As he spoke Wednesday to more than 500 elections officials from across Ohio, Secretary of State Jon Husted sounded a bit like a school teacher giving students an assignment for the summer.
But this was no mere summer reading assignment.
Husted, speaking to the Ohio Elections Officials Summer Conference, sought their help to renew his push for Ohio to adopt online voter registration, an improvement he says will make voting more accessible, more secure against fraud and cheaper for county elections boards to manage.
“I have a summer project for you,” Husted told the gathering, “and I hope you will be more excited about it than the workbook I got my 6-year-old daughter to work on during break.
“I want each of you to reach out to your state representatives and state senators of both parties and ask them to pass online voter registration,” he said.
Ohio, as “the most important swing state in the nation,” needs to be a leader in improving the voting systems, Husted said. But on this issue, 19 other states already have some form of online registration.

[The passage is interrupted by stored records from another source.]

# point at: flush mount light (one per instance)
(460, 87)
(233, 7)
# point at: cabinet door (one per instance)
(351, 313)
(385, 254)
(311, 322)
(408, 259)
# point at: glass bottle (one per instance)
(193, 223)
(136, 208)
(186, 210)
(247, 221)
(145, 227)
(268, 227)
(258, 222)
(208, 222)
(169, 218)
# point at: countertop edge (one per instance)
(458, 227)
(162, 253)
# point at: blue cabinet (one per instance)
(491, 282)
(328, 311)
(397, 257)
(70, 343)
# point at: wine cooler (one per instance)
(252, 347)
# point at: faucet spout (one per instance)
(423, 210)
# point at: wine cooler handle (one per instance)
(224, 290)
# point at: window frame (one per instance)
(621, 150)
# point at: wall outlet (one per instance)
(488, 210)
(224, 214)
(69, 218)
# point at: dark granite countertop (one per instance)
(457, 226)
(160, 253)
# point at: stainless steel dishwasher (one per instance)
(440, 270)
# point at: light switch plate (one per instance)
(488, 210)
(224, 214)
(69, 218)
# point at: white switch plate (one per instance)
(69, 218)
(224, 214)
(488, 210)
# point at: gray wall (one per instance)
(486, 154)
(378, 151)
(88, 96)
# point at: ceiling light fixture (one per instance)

Husted has pushed for online registration before. But while it made it into various pieces of legislation, it never was enacted, even though there is bipartisan support for the idea.
“For three years we’ve been trying to get this done,” he said. “Why do we spend so much time arguing about the things we don’t agree on and why don’t we spend more time doing the things that we do agree on?”
Husted cited Arizona’s experience to tout his case for Ohio. That state enacted online registration in 2002. A 2010 study by the Pew Research Center found that by then 70 percent of all voter registration was done online.